For a growth stock, with earnings, in the online space, this float looks like a no-brainer.

The rub is that, unlike Realestate.com.au, Seek, Carsales or Trade Me, the company does not control the inventory.

iSelect is more of a Webjet or a Wotif, a clipper of tickets. It runs comparison websites. The bulk of its earnings, which have grown impressively since inception a few years back, come from health insurance.

You click through, check out the best insurance deal, buy the product and iSelect takes a cut. Yet it has no dominant market position like a Seek or an eBay. If you are looking to buy or sell a house, you go to Domain or Realestate.com.au. You know where to go.

Comparison sites are more tricky. They have less pricing power, they have to advertise to maintain a market position. Barriers to market entry are low.

Then there is the small matter of earnings. iSelect's accounting is both creative and confusing.

There are two types of commissions: upfront and trailing (on product sales as long as the client buys the product) and no clear information on cancellation rates and so forth.

If you are a bit old-fashioned, you may have a penchant for recognising revenue as revenue rather than revenue which may or may not arrive at some point in the future.

But, what the heck, some people just like to book things upfront, in line perhaps with the "why not?" accounting principle.

There can be no quibbling, however, with the timing of the iSelect initial public offering.
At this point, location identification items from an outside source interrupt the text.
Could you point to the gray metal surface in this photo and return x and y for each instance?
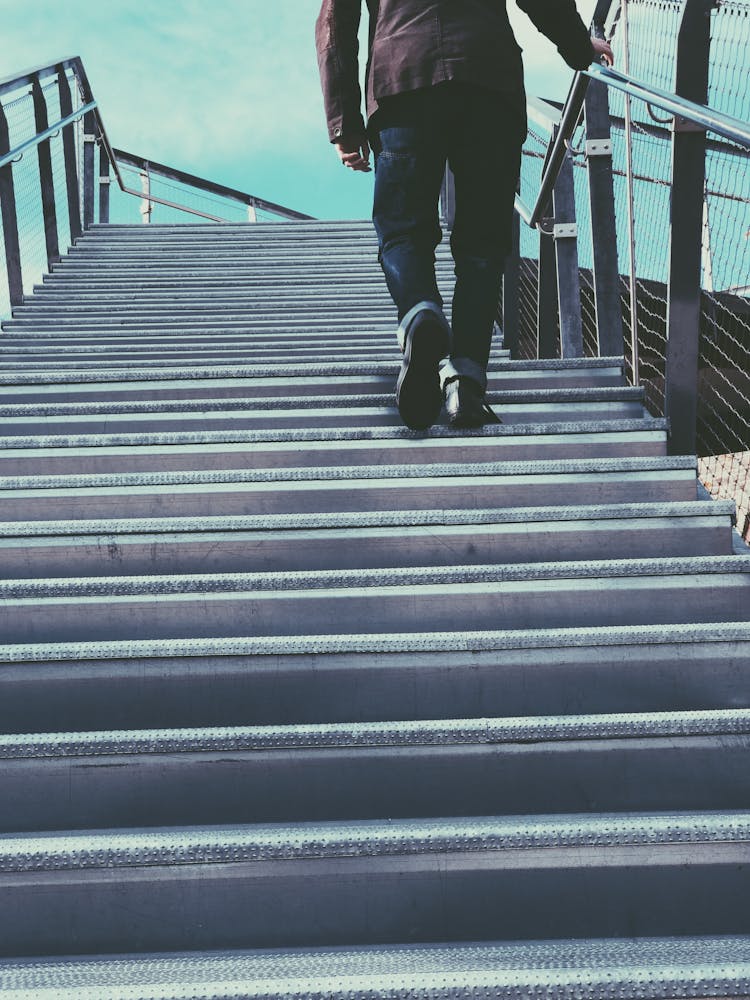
(444, 732)
(653, 969)
(80, 850)
(331, 620)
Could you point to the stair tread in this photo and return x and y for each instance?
(443, 732)
(354, 580)
(584, 969)
(453, 641)
(341, 521)
(350, 476)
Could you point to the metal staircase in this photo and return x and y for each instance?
(428, 715)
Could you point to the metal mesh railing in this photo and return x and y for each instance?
(190, 198)
(19, 112)
(643, 247)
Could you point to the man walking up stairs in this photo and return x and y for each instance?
(299, 702)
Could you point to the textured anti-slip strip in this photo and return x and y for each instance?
(253, 404)
(363, 432)
(297, 402)
(647, 968)
(647, 636)
(280, 842)
(453, 470)
(347, 579)
(407, 519)
(443, 732)
(271, 369)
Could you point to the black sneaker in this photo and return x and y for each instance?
(425, 336)
(465, 404)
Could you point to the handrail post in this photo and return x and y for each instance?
(603, 225)
(104, 184)
(69, 155)
(546, 313)
(512, 290)
(448, 199)
(46, 180)
(89, 141)
(565, 235)
(10, 219)
(688, 183)
(147, 206)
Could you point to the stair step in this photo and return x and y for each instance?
(137, 683)
(278, 374)
(537, 595)
(383, 539)
(147, 451)
(269, 491)
(374, 881)
(359, 771)
(296, 381)
(515, 406)
(583, 969)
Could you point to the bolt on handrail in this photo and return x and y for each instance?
(702, 115)
(115, 157)
(16, 153)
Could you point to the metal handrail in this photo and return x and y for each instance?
(32, 143)
(708, 118)
(74, 63)
(231, 194)
(27, 77)
(705, 117)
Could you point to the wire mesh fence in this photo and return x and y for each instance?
(190, 202)
(19, 113)
(642, 171)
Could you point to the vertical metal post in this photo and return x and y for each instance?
(511, 291)
(688, 183)
(89, 141)
(448, 199)
(104, 184)
(147, 206)
(633, 281)
(565, 234)
(10, 219)
(603, 224)
(546, 297)
(46, 180)
(69, 155)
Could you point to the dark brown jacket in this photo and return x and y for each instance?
(419, 43)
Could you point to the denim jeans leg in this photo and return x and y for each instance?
(409, 168)
(485, 159)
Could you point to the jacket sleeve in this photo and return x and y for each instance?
(560, 21)
(336, 40)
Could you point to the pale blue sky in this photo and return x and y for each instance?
(227, 90)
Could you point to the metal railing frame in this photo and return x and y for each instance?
(81, 190)
(691, 120)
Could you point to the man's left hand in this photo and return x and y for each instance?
(355, 154)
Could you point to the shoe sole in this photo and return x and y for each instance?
(418, 393)
(468, 422)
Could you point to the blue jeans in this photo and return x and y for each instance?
(479, 133)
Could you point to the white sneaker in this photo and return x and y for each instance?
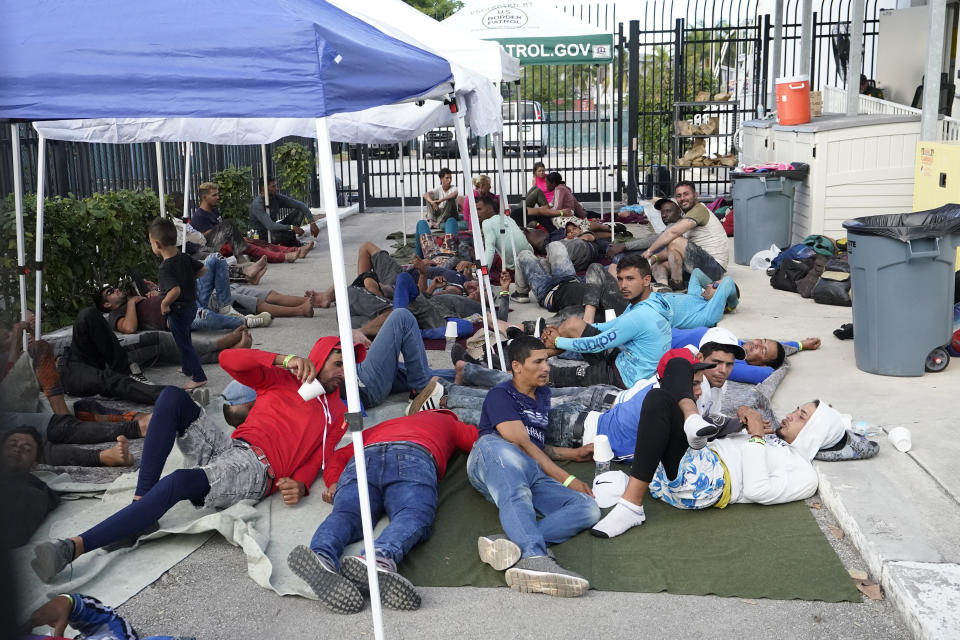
(255, 320)
(698, 430)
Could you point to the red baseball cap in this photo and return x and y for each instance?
(684, 353)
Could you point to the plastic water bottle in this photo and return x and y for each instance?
(865, 429)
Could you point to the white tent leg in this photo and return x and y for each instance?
(38, 238)
(486, 294)
(266, 189)
(18, 207)
(186, 191)
(328, 187)
(403, 195)
(160, 194)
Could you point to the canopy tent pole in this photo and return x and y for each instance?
(186, 191)
(403, 195)
(486, 294)
(266, 189)
(160, 194)
(38, 238)
(18, 207)
(354, 417)
(611, 176)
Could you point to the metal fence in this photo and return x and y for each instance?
(662, 60)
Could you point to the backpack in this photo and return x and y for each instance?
(789, 273)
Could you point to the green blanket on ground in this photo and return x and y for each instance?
(745, 550)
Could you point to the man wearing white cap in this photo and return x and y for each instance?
(754, 467)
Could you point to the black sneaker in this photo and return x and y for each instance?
(396, 592)
(50, 558)
(336, 592)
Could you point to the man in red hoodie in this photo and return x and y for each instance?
(281, 446)
(405, 459)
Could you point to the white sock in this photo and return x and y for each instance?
(624, 515)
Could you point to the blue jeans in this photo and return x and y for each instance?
(381, 373)
(207, 319)
(402, 481)
(541, 282)
(513, 481)
(213, 287)
(179, 322)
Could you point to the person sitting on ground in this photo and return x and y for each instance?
(506, 243)
(481, 189)
(405, 458)
(510, 467)
(93, 619)
(178, 275)
(442, 200)
(674, 460)
(286, 231)
(694, 240)
(281, 445)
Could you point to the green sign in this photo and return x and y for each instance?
(586, 49)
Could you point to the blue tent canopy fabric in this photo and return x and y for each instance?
(201, 59)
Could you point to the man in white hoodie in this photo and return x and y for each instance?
(760, 466)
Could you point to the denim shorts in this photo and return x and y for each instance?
(233, 470)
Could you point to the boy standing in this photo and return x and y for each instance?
(178, 285)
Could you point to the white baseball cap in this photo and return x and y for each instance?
(719, 335)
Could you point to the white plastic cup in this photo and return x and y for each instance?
(900, 438)
(310, 390)
(602, 451)
(451, 331)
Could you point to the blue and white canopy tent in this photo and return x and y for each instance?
(293, 59)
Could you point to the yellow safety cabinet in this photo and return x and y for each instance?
(936, 180)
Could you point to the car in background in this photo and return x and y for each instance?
(443, 143)
(526, 132)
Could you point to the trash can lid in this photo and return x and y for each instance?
(933, 223)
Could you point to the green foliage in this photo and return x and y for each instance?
(235, 193)
(86, 243)
(294, 167)
(436, 9)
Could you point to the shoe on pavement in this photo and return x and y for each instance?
(396, 592)
(498, 551)
(542, 574)
(50, 558)
(255, 320)
(335, 591)
(428, 398)
(698, 430)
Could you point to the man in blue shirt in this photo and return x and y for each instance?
(511, 468)
(642, 334)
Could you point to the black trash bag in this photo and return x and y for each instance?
(789, 273)
(933, 223)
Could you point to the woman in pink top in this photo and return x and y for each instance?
(562, 196)
(481, 187)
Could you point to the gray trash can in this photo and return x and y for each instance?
(902, 277)
(763, 213)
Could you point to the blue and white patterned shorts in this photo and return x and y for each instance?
(698, 485)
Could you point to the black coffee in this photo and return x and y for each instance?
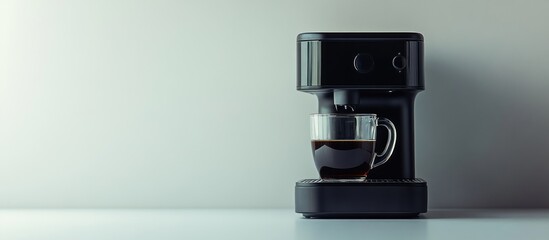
(343, 159)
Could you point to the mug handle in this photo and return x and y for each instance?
(389, 146)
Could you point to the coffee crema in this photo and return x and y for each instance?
(343, 159)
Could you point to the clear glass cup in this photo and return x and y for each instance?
(344, 144)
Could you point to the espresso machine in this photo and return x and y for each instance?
(374, 72)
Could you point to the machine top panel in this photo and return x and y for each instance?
(359, 36)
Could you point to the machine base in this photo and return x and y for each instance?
(372, 198)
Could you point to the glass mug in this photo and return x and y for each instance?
(344, 144)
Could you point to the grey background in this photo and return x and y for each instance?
(193, 103)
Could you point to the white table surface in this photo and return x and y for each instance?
(277, 224)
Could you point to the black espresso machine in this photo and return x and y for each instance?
(372, 72)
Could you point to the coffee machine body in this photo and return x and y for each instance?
(378, 73)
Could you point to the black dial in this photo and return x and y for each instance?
(364, 62)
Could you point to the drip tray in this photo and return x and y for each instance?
(370, 198)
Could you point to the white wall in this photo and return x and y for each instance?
(193, 103)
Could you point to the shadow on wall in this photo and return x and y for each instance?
(482, 137)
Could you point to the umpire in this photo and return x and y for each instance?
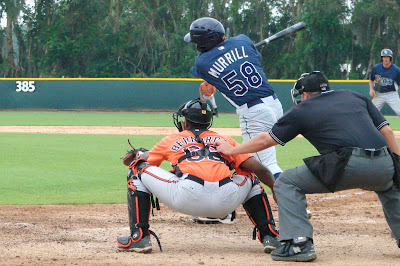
(358, 150)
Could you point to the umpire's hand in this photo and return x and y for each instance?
(224, 147)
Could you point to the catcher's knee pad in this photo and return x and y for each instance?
(259, 212)
(139, 207)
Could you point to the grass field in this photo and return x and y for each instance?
(42, 118)
(81, 169)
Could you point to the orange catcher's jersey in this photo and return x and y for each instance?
(206, 90)
(209, 168)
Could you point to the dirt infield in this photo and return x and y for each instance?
(349, 228)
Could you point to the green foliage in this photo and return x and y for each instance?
(132, 38)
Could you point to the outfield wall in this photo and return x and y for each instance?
(129, 94)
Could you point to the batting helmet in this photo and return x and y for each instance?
(316, 81)
(206, 33)
(387, 52)
(196, 112)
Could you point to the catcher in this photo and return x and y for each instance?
(201, 184)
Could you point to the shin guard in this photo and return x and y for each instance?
(259, 212)
(139, 214)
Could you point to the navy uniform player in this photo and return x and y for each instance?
(384, 82)
(357, 149)
(233, 67)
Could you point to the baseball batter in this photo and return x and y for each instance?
(384, 83)
(358, 150)
(202, 183)
(233, 67)
(207, 92)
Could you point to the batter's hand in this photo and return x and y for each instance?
(223, 147)
(372, 93)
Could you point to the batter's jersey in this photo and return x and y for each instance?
(388, 78)
(332, 120)
(208, 168)
(234, 68)
(206, 90)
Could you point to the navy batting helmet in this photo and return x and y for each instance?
(195, 111)
(206, 33)
(387, 52)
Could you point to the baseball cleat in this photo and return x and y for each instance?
(126, 244)
(309, 214)
(207, 220)
(298, 249)
(270, 243)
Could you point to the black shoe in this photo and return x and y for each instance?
(298, 249)
(270, 243)
(125, 243)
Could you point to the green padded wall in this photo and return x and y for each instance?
(129, 94)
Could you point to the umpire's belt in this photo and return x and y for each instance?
(370, 153)
(196, 179)
(258, 101)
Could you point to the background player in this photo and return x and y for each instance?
(207, 92)
(356, 145)
(233, 67)
(202, 184)
(384, 83)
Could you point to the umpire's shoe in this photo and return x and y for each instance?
(270, 243)
(125, 243)
(298, 249)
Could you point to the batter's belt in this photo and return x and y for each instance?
(196, 179)
(370, 153)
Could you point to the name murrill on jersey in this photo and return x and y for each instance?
(226, 59)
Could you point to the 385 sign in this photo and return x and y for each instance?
(25, 86)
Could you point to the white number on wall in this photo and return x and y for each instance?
(25, 86)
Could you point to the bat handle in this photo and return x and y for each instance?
(262, 42)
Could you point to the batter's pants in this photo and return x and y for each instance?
(258, 119)
(391, 98)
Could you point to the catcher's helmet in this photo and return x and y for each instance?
(309, 82)
(195, 111)
(206, 33)
(387, 52)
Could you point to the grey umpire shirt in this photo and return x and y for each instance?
(332, 120)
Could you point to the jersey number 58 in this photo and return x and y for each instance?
(240, 82)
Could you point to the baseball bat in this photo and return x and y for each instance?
(283, 33)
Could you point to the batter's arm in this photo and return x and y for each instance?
(371, 89)
(390, 138)
(258, 143)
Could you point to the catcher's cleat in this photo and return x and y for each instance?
(309, 213)
(270, 243)
(207, 220)
(298, 249)
(125, 243)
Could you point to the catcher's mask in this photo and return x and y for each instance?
(309, 82)
(387, 52)
(195, 111)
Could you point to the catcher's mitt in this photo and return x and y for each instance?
(132, 155)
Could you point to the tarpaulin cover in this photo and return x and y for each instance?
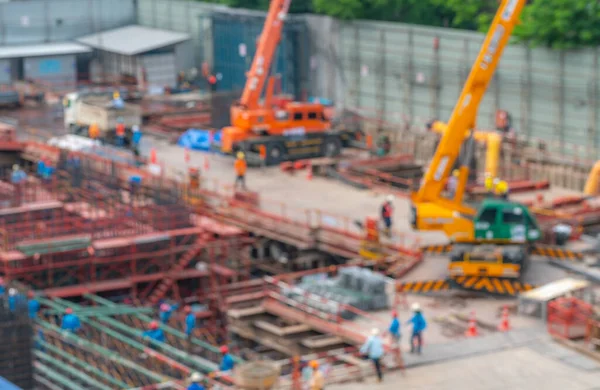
(195, 139)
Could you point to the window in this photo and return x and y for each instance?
(512, 217)
(488, 216)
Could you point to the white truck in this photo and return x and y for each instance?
(81, 110)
Internet stocks have had a huge run - the likes of Carsales are up 100 per cent.

This must be close to the top, by the looks. And, thankfully for the equity markets faithful, it is unlikely iSelect will "do a Myer" and ruin the game for everyone.

Readers may recall that Bernie Brookes and the private equiteers from TPG flogged Myer at the most exquisite time.

The online shopping demons were yet to haunt the sector, retail was buoyant, the government

had just sallied forth with its

"cash splash" and out came

Myer, denuded of its hard assets, chockers with debt and

marketing like there was no tomorrow.

Unfortunately, it spoilt the game for everybody else.

Regardless of the performance of iSelect - and they probably should have priced it more equitably for the aftermarket - its precursor is Virtus.

The world's first publicly listed fertility business is about the same size - a market capitalisation of almost $500 million. It debuted this week at a 9 per cent premium to its $5.68-a-share issue price and closed the week, premium intact, at $6.25. An impeccable start to public life.

For beleaguered capital marketeers this incipient rebound in offerings is like water in the desert. Only 44 companies listed on the ASX last year. That was well down on the 103 in 2011 and the bull market deluge of 250 listings during 2007.

Back to iSelect though. It might do all right, if management can push it into other comparison markets, the revenue-recognition thing works out all right and there are no price wars.

But rivals are nipping at its heels, namely British entrants comparethemarket.com.au and helpmechoose.com.au.

And when you see the promoters, particularly Nine Entertainment, selling out, and $11.9 million of the $213 million raised going in float expenses - with no compelling reason to raise cash, except to cash out ... it makes you think twice.